Remember, if a link does not work properly, you can be reprieved, but as a technical writer, any grammatical error or flaw in the flow of sentence cannot be taken lightly by any means.
The document for software normally follows a style guide which tells how a title should be written or paragraphs should be framed. So the used of style guide must be adhered by heart.
Once tested for aforementioned regulations, a document is sent to the SMEs and Software coders who then read the document between the lines to confirm that what is written is exactly what happens. Any problem reported is communicated to writer who then ensures the veracity of words.

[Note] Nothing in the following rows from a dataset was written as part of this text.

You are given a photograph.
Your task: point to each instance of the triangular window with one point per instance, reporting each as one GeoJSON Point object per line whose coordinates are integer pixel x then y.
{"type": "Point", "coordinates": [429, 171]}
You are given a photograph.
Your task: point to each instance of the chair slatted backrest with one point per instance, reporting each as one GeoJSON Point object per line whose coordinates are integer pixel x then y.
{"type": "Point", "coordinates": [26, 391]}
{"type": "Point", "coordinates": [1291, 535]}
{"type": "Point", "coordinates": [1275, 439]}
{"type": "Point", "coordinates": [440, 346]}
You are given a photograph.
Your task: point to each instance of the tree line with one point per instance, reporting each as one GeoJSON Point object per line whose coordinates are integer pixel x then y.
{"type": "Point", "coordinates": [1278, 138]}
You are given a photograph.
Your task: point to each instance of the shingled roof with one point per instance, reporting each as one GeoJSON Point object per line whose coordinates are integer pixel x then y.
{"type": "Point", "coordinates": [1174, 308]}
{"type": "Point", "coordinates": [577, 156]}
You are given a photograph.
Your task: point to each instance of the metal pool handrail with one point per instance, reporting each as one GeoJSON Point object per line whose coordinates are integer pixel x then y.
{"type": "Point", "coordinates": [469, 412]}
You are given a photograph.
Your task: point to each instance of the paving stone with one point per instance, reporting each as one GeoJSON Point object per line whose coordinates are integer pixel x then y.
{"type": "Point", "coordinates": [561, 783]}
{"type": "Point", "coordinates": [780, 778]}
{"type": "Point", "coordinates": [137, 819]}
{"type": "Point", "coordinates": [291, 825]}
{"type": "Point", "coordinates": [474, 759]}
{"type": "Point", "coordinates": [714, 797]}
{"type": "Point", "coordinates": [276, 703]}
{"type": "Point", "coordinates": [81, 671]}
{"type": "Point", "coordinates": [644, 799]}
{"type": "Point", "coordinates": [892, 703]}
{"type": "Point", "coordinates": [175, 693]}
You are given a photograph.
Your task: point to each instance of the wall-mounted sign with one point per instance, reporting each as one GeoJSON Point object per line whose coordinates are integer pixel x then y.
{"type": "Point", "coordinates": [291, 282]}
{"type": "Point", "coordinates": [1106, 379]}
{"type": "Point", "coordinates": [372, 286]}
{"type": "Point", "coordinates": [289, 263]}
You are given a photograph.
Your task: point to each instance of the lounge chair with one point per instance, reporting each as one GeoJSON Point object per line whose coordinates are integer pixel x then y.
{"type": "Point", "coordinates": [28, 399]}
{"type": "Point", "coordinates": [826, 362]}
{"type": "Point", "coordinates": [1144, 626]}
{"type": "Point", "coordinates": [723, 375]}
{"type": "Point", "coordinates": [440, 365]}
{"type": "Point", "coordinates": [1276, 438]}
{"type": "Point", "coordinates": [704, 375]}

Publishing – Once all the text is well framed, managed, and proof read, it is ready for publishing. If the document is going to be published outside the company, it’s suggested to take a printout of the document and see how it will look after printing. As once the printing is done at big level, any change will cost too much and also will affect your reputation as a technical writer because the writer is not just responsible for creating docs but also for the proper formatting. The writer must ensure that the document is apt for reading and suits the eyes of reader. Font selection, size choice, and usage of brightness in pictures are few points that can turn an odd looking document into a masterpiece.
Maintenance – As usual, this is the longest and perhaps never ending phase. It includes addition, deletion, and update of the document. If more features are added to the software, they must be added in a highlighting manner so that existing readers can directly pay attention to the newly added stuff.
In case if the authoring tool has been upgraded, the writer must learn new features and incorporate them into existing document and so on.
The aforementioned phases have always been followed but in an unknowingly manner. Now we have an idea, why not stick to the phases and ensure that the output is absolutely wonderful and professional.